X-Bogosity: Ham, tests=bogofilter, spamicity=0.000000, version=1.2.4
Sender: owner-linux-mm@kvack.org
Precedence: bulk
X-Loop: owner-majordomo@kvack.org
List-ID: <linux-mm.kvack.org>

On Tue, Apr 14, 2020 at 3:39 PM Michal Hocko <mhocko@kernel.org> wrote:
>
> On Sat 11-04-20 05:36:14, Yafang Shao wrote:
> > Recently we find an issue that when OOM happens the server is almost
> > unresponsive for several minutes. That is caused by a slow serial set
> > with "console=ttyS1,19200". As the speed of this serial is too slow, it
> > will take almost 10 seconds to print a full OOM message into it. And
> > then all tasks allocating pages will be blocked as there is almost no
> > pages can be reclaimed. At that time, the memory pressure is around 90
> > for a long time. If we don't print the OOM messages into this serial,
> > a full OOM message only takes less than 1ms and the memory pressure is
> > less than 40.
>
> Which part of the oom report takes the most time? I would expect this to
> be the dump_tasks part which can be pretty large when there is a lot of
> eligible tasks to kill.
>

Yes, dump_tasks takes around 6s of the total 10s,  show_mem take
around 2s, and dump_stack takes around 0.8s.
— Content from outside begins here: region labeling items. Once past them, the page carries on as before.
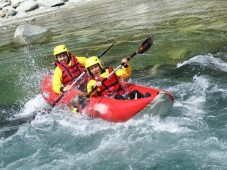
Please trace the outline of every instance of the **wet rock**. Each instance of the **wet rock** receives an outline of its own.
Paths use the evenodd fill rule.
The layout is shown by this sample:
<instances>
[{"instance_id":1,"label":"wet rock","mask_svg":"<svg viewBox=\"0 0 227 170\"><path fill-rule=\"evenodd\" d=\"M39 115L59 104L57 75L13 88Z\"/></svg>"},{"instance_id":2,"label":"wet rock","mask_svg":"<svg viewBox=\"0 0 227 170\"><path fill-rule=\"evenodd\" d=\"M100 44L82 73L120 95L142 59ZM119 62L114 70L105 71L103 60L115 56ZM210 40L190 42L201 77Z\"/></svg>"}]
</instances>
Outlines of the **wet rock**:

> > We can avoid printing OOM messages into slow serial by adjusting
> > /proc/sys/kernel/printk to fix this issue, but then all messages with
> > KERN_WARNING level can't be printed into it neither, that may loss some
> > useful messages when we want to collect messages from the it for
> > debugging purpose.
>
> A large part of the oom report is printed with KERN_INFO log level. So
> you can reduce a large part of the output while not losing other
> potentially important information.
>

Reduce the KERN_INFO log can save lots of time, but I just worried
that sometimes the user may need the full log and if then can't find
these logs they may complain.

> > So it is better to decrease the ratelimit. We can introduce some sysctl
> > knobes similar with printk_ratelimit and burst, but it will burden the
> > amdin. Let the kernel automatically adjust the ratelimit, that would be
> > a better choice.
>
> No new knobs for ratelimiting. Admin shouldn't really care about these
> things.

Agreed.

[snip]
> Besides that I strongly suspect that you would be much better of
> by disabling /proc/sys/vm/oom_dump_tasks which would reduce the amount
> of output a lot. Or do you really require this information when
> debugging oom reports?
>

Yes, disabling /proc/sys/vm/oom_dump_tasks can save lots of time.
But I'm not sure whehter we can disable it totally, because disabling
it would prevent the tasks log from being wrote into /var/log/messages
neither.

> > The OOM ratelimit starts with a slow rate, and it will increase slowly
> > if the speed of the console is rapid and decrease rapidly if the speed
> > of the console is slow. oom_rs.burst will be in [1, 10] and
> > oom_rs.interval will always greater than 5 * HZ.
>
> I am not against increasing the ratelimit timeout. But this patch seems
> to be trying to be too clever.  Why cannot we simply increase the
> parameters of the ratelimit?

I justed worried that the user may complain it if too many
oom_kill_process callbacks are suppressed.
But considering that OOM burst at the same time are always because of
the same reason, so I think one snapshot of the OOM may be enough.
Simply setting oom_rs with {20 * HZ, 1} can resolve this issue.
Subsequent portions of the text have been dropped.